Finding the $n$th Taylor coefficient of $g(z)=\frac{z}{(z-b)^2}$ centered at $a$ (where $a=2-\sqrt{3}$ and $b=2+\sqrt{3}$?

Question

I've introduced $a$ and $b$ in order to simplify the notation : $a=2-\sqrt{3}$ and $b=2+\sqrt{3}$.

I'm trying to compute the Taylor Series for $g(z)=\frac{z}{(z-b)^2}$ centered at $a$. I denote the $n$th Taylor coefficient as $c_n$, then

$$c_n= \frac{1}{2\pi i} \int_{\gamma(a,r)} \frac{z}{(z-b)²(z-a)^{n+1}}dz$$ where $0<r<2\sqrt{3}$.

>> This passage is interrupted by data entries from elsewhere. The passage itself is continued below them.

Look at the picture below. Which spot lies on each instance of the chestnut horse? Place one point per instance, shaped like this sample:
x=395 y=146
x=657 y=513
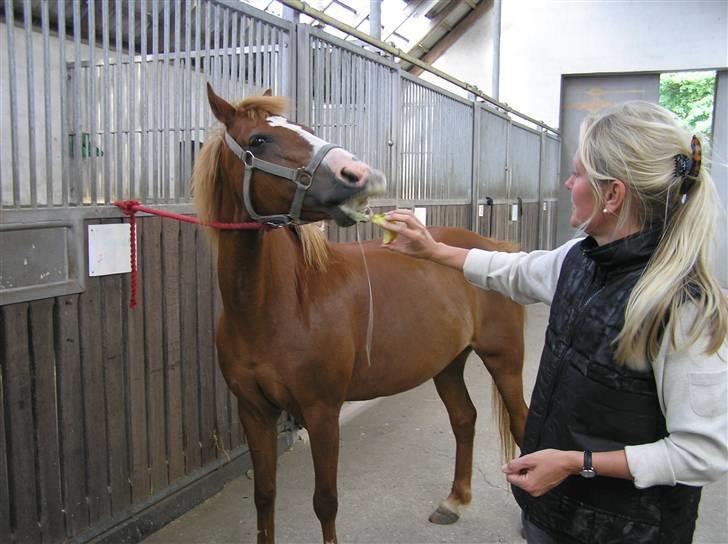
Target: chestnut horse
x=307 y=324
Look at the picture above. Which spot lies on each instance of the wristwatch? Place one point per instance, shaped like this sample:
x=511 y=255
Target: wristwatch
x=587 y=470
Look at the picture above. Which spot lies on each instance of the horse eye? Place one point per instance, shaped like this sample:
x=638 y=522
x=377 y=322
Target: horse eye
x=257 y=141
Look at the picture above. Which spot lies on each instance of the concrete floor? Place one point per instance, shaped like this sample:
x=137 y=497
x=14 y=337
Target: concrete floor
x=396 y=464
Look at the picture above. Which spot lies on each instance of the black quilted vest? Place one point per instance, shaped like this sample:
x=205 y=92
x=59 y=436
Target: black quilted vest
x=583 y=400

Clearly for $n=0$, the computation is easy noting that $\frac{z}{(z-b)^2}$ is holomorphic on and inside $\gamma(a,r)$ with our restriction on $r$. But I can't do anything with this once $n$ is not $0$... Can you help me please? A hint would be great!

Thank you!

Answer 1

Hint. First, I would note some simple relations between $a$ and $b$, namely $$a+b=4\ ,\quad b-a=2\sqrt3\ .$$ Second, you want powers of $z-a$ so I would substitute $w=z-a$ and simplify using the above: $$\eqalign{f(z) &=\frac{w+a}{(w+a-b)^2}\cr &=\frac{(w+a-b)+b}{(w+a-b)^2}\cr &=\frac{1}{w-2\sqrt3}+\frac{b}{(w-2\sqrt3)^2}\ .\cr}$$ Finally, I would do some more simple algebraic manipulations then use the standard series $$\frac{1}{1-t}=\sum_{n=0}^\infty t^n\ ,\quad \frac{1}{(1-t)^2}=\sum_{n=0}^\infty(n+1)t^n\ .$$ I wouldn't use the integral formula at all. See if you can complete the details. Don't forget to check that you use these series only within their circle of convergence, and substitute back in terms of $z$ at the end.

Answer 2

We have $$\frac{z}{(z-b)^2}=((z-a)+a)((z-a)+(a-b))^{-2}$$

Now use the binomial theorem

$$(X+C)^r=\sum_{k=0}^{\infty}\binom{r}{k}X^kC^{r-k}$$

We get $$((z-a)+(a-b))^{-2}=\sum_{k=0}^{\infty}\binom{-2}{k}(a-b)^{r-k}(z-a)^{k}$$

We can multiply by the other factor $((z-a)+a)$ and we get the series.

Answer 3

Hint: $$h(z)=\frac{1}{z-b}=\sum_{n=0}^\infty a_n(z-a)^n$$ (you can calculate this series easily) $$h'(z)=\frac{-1}{(z-b)^2}=\cdots$$ $$g(z)=\frac{z}{(z-b)^2}=\frac{(z-a)+a}{(z-b)^2}=\cdots$$